Are you ready to say them? Substance. Accountability. Honesty. Equality. Empathy.

While these may not be our grandmother’s version of profanity, we would be guilty of complaisance if we ignored the evidence that supported the overall impression that these words and the principles behind them are as dirty as they get.

Over the last eight months, we have witnessed a cringeworthy number of examples of individuals who behave like these words in action are as scandalous as having sex in church. Instead of adhering to the vows and values that are the foundations of their institutions and corporate mission statements, they have become limp-noodle leaders willing to do anything to curry favor with whoever is winning the current news cycle.

They have sacrificed their obligation to advocate for the communities they represent in exchange for protecting their own self-interests, and they are not alone.

When we close our eyes to injustice, whether in our places of employment or on a street corner, we become part of the systemic problems that have plagued us for generations. When we ignore health experts because we believe our individual podium is more valuable than stopping the spread of a deadly pandemic, we run the risk of having someone else’s blood on our hands. When we shrug off our responsibility to care for our planet’s health, we essentially castrate our future—not for the next generation, but for every human living now.

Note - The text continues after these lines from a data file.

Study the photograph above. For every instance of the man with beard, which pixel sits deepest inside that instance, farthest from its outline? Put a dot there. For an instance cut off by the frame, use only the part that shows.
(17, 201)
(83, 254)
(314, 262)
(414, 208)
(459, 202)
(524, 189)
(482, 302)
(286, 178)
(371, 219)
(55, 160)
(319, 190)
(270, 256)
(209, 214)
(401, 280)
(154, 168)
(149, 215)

In 10 or 20 years, what will we say about the choices we made today? How will we explain ourselves to our children or grandchildren when they asked about this time? Will we be able to hold our head high and point to the values that we upheld for ourselves and others? Alternatively, will we be guilty of turning principles like substance, accountability, honesty, equality, and empathy into salacious words that only get whispered when the adults are out of range?

I encourage all of you to use these five “vulgar” words as often as possible. Teach them to your families. Support those around you who know how to let them fly without warning. Our lives will be better for it—no matter what dialect you use.